REVIEW:
DVD review: Ender’s Game
(Icon, M)
Author Orson Scott Card’s science fiction novel Ender’s Game was received well when it appeared in 1985 and it has become popular with American teens in the nearly 30 years since.
If Card, who wrote and co-produced this film adaptation, has been faithful to his own source material it’s not hard to see why.
For while Ender’s Game is set in a near future world where alien invaders had been repelled from Earth whose inhabitants fear their return, this film is all about character. That is the rookie Ender Wiggin and his struggle to get into the International Military from where he can serve and protect his home world.

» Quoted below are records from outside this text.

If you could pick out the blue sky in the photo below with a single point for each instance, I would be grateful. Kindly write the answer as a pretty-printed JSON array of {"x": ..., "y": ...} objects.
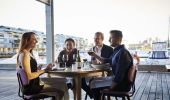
[{"x": 138, "y": 19}]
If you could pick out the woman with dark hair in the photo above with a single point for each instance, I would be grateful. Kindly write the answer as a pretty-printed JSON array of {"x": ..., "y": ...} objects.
[
  {"x": 68, "y": 51},
  {"x": 27, "y": 61}
]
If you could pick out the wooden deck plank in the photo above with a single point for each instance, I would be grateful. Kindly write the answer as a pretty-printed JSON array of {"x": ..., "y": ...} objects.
[
  {"x": 152, "y": 92},
  {"x": 159, "y": 87},
  {"x": 147, "y": 88},
  {"x": 142, "y": 87},
  {"x": 165, "y": 87},
  {"x": 168, "y": 83},
  {"x": 138, "y": 82}
]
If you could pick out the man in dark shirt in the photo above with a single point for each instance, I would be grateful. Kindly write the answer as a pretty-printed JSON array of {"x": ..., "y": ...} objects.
[
  {"x": 101, "y": 50},
  {"x": 120, "y": 61}
]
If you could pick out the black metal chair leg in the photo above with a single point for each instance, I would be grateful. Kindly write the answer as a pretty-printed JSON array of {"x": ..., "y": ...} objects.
[
  {"x": 123, "y": 98},
  {"x": 128, "y": 97},
  {"x": 86, "y": 97},
  {"x": 108, "y": 97}
]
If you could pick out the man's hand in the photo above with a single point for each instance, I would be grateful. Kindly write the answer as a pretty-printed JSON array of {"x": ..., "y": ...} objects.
[{"x": 112, "y": 87}]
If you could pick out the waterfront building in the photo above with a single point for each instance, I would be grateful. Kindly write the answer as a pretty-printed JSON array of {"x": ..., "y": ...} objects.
[{"x": 10, "y": 38}]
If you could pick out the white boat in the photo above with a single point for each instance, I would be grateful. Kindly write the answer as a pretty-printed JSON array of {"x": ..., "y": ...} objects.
[{"x": 158, "y": 58}]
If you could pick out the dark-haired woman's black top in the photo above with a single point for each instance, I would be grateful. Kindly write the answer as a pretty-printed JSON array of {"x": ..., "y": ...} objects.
[{"x": 34, "y": 86}]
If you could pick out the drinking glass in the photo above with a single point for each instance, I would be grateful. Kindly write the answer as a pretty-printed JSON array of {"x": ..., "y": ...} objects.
[{"x": 65, "y": 59}]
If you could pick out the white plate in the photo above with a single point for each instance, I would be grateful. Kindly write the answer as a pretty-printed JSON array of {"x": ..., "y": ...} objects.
[{"x": 101, "y": 66}]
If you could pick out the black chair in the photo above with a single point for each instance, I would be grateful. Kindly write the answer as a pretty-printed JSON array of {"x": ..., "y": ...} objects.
[
  {"x": 22, "y": 80},
  {"x": 131, "y": 76}
]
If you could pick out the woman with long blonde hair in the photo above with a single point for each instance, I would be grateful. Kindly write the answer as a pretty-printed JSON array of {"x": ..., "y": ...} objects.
[{"x": 27, "y": 61}]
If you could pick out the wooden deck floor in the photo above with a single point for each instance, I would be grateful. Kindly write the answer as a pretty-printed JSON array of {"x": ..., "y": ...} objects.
[{"x": 149, "y": 86}]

Actor Butterfield, now 17, was perfect for the role when he was chosen for filming last year.
There’s a teenaged awkwardness to him and his sticky out ears which is perfect for Ender Wiggin, a reject in his own family and quickly among those he is training with. But there’s also a geeky genius about him that makes you want to cheer him on from the side lines as he learns and grows.

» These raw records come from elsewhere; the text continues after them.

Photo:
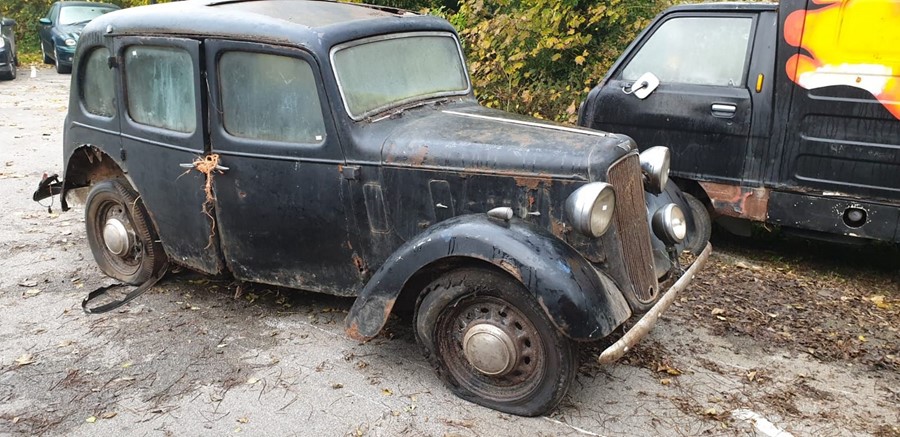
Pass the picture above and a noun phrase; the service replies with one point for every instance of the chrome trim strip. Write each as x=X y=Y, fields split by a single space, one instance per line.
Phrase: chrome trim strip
x=530 y=123
x=643 y=326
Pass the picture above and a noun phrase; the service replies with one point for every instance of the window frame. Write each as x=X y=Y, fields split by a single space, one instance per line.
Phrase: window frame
x=224 y=141
x=89 y=51
x=381 y=109
x=192 y=142
x=748 y=55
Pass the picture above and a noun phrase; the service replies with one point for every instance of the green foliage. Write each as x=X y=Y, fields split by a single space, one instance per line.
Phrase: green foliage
x=541 y=57
x=28 y=12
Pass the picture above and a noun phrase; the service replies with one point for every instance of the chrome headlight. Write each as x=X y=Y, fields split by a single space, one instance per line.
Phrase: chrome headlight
x=655 y=166
x=590 y=208
x=669 y=224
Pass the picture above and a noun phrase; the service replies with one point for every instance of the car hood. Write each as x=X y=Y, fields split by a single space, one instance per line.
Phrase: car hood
x=471 y=138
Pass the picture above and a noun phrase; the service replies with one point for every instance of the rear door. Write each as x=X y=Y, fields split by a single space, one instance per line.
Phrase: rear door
x=279 y=204
x=702 y=108
x=162 y=134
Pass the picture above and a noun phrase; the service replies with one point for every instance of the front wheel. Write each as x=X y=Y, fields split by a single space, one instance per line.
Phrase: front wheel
x=492 y=344
x=120 y=235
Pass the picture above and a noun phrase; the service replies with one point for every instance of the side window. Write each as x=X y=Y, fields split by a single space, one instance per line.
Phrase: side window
x=159 y=84
x=97 y=85
x=695 y=50
x=270 y=97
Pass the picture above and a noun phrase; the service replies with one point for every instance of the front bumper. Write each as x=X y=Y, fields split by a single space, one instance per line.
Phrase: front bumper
x=648 y=321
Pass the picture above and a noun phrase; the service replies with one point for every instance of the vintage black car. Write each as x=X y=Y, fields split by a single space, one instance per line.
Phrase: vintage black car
x=61 y=28
x=339 y=148
x=9 y=59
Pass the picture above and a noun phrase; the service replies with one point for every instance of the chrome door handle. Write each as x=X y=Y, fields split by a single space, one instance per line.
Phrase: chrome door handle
x=723 y=108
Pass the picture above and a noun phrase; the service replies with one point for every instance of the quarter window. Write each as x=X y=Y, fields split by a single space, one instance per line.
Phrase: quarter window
x=695 y=50
x=97 y=84
x=270 y=97
x=160 y=87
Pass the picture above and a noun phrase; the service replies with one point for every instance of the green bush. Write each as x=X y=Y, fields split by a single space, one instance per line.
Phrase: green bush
x=541 y=57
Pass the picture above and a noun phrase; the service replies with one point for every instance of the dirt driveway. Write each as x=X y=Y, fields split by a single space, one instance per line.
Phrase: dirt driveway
x=776 y=336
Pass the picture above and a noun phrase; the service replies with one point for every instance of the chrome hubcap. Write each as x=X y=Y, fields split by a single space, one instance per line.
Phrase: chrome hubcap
x=489 y=349
x=117 y=238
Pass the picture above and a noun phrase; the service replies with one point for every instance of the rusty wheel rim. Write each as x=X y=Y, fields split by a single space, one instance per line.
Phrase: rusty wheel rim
x=529 y=367
x=129 y=262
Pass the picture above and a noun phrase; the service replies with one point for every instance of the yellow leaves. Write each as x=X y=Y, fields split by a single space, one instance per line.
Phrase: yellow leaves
x=880 y=302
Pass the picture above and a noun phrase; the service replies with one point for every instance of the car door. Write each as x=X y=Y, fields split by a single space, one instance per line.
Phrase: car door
x=278 y=204
x=702 y=107
x=163 y=132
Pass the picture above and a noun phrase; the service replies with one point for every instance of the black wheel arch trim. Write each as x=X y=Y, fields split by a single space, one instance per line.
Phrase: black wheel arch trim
x=582 y=302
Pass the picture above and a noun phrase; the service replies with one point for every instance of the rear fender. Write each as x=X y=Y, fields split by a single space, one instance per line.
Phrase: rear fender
x=583 y=303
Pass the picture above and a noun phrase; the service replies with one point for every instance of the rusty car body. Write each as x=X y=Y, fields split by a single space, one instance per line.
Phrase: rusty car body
x=339 y=148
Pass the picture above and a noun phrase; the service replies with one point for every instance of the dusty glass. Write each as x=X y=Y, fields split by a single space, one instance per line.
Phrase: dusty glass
x=160 y=87
x=270 y=97
x=695 y=50
x=382 y=73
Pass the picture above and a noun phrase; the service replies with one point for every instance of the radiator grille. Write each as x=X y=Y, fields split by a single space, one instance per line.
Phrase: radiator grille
x=634 y=230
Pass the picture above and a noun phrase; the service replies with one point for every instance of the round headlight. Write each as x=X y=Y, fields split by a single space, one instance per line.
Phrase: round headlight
x=590 y=208
x=655 y=166
x=669 y=224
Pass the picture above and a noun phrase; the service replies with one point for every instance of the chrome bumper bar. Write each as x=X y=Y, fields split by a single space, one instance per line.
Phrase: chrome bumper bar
x=648 y=321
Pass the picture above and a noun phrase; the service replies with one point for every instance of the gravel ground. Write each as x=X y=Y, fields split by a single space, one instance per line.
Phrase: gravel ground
x=773 y=335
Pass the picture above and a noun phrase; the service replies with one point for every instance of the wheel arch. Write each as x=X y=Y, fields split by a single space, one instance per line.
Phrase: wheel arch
x=583 y=303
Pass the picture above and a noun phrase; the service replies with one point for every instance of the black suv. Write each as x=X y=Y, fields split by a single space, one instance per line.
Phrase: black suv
x=339 y=148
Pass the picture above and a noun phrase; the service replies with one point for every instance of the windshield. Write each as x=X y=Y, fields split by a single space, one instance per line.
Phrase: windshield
x=81 y=14
x=382 y=72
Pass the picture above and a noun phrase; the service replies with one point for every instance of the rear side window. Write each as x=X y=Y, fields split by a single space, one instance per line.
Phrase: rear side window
x=159 y=83
x=97 y=84
x=695 y=50
x=270 y=97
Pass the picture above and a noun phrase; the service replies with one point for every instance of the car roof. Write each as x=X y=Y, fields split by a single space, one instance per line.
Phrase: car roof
x=315 y=24
x=724 y=6
x=70 y=3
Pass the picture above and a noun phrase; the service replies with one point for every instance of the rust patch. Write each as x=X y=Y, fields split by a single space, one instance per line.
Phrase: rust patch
x=360 y=265
x=737 y=201
x=529 y=183
x=511 y=269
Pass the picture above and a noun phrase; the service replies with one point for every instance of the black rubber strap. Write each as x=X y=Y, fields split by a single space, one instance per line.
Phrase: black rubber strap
x=130 y=296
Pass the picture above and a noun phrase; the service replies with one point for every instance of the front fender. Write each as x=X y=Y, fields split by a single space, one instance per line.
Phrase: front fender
x=582 y=302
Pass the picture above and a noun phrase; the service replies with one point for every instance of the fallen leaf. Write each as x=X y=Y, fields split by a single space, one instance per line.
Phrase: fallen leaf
x=25 y=360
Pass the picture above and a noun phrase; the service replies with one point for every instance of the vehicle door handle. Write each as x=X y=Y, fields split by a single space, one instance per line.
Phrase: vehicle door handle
x=219 y=168
x=723 y=110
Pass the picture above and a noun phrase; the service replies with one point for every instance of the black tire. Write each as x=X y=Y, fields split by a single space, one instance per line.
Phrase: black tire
x=545 y=360
x=61 y=69
x=47 y=58
x=702 y=225
x=113 y=200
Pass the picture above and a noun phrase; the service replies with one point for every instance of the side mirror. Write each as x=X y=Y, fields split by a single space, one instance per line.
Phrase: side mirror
x=643 y=86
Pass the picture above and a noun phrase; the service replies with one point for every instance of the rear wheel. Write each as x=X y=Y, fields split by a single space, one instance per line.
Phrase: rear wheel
x=120 y=235
x=47 y=58
x=702 y=225
x=492 y=343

At times this feels like Horatio Hornblower, which is a whole different genre of course, in Earth orbit.
Ender reports to Colonel Graff who director Gavin Hood perfectly cast Harrison Ford to play. When Han Solo/Indiana Jones barks an order you just want to jump, but he does it with that famous Ford glint in his eye.
And then there’s Ben Kingsley’s part Maori character who comes with a full face moko emphasising the warrior aspects of that culture. The Oscar winner does a great job, accent and all, but you can’t help wondering why the likes of Temuera Morrison wasn’t cast.

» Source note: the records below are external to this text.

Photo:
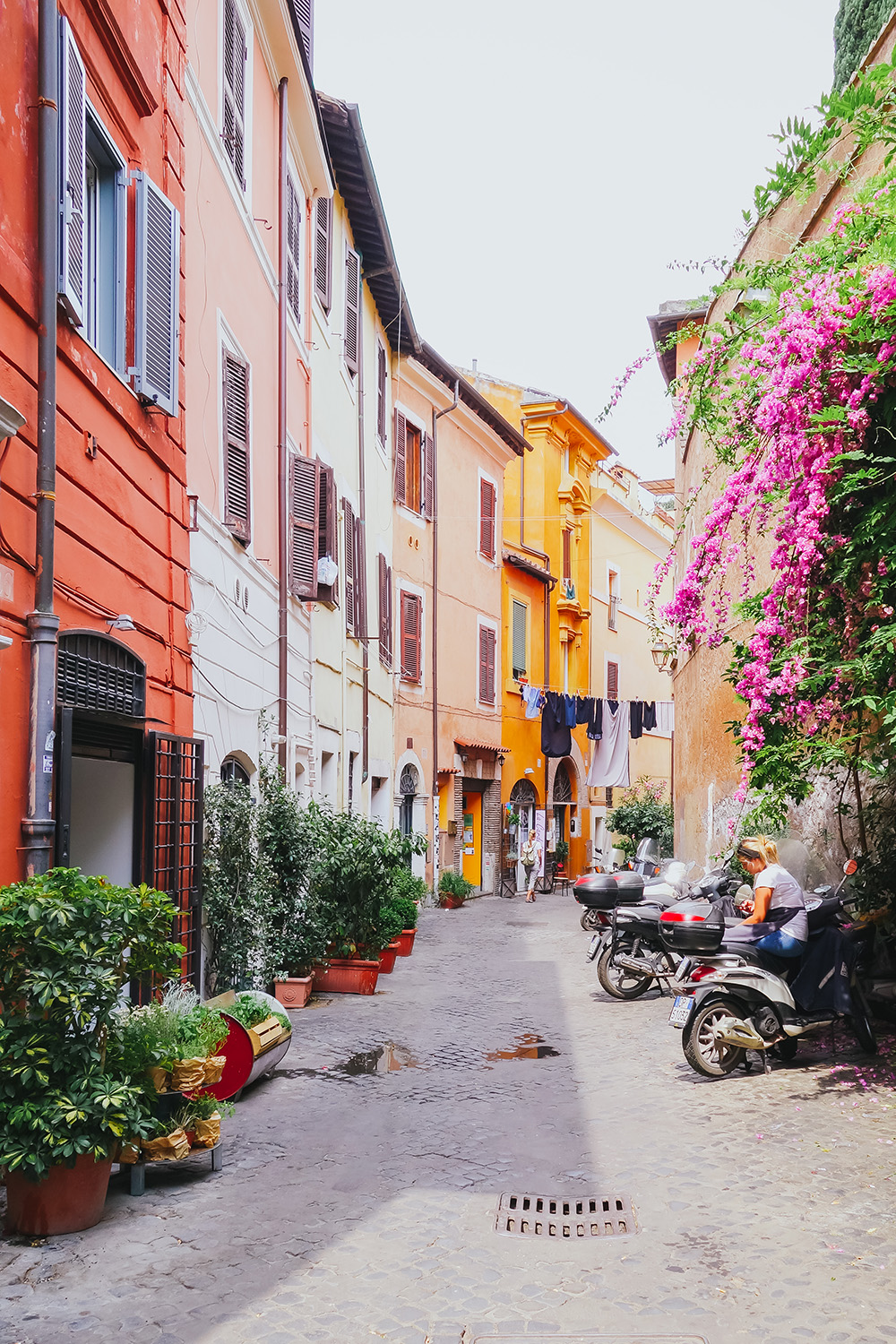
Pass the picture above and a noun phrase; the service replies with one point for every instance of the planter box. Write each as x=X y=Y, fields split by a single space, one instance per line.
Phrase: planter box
x=405 y=943
x=67 y=1199
x=293 y=992
x=347 y=978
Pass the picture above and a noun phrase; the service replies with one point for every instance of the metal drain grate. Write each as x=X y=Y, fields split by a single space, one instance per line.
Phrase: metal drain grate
x=538 y=1215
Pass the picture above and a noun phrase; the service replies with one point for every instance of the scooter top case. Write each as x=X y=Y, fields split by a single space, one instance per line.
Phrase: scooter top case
x=605 y=890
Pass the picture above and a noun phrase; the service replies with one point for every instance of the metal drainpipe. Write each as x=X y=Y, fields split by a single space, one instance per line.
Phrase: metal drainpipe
x=362 y=516
x=282 y=453
x=437 y=417
x=38 y=825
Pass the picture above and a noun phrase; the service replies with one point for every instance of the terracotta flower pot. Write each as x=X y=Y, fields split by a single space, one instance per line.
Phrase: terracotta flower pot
x=67 y=1199
x=347 y=978
x=293 y=992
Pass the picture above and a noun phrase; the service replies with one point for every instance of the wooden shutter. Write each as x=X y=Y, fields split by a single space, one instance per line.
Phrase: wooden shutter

Game of Thrones’ own Xaro Xhoan Daxos also makes an appearance with actor Nonso Anozie appearing as the mountainous Sergeant Dapp.
If Ender’s Game has one downfall it is its special effects. They feel like a modern version of the 1984 film The Last Starfighter which boasted some of the earliest computer generated effects. Now I am not saying that Ender’s Game’s effects are as basic as those 30 year old effects but they are as crisp and clean. So much so that they pull you out of the story at times. Where are those annoying dents and scrapes from George Lucas’s “used universe” of Star Wars Or the human imperfections of the hand made miniatures in the Star Trek series and films Ender’s Game looks good, too good to be believable.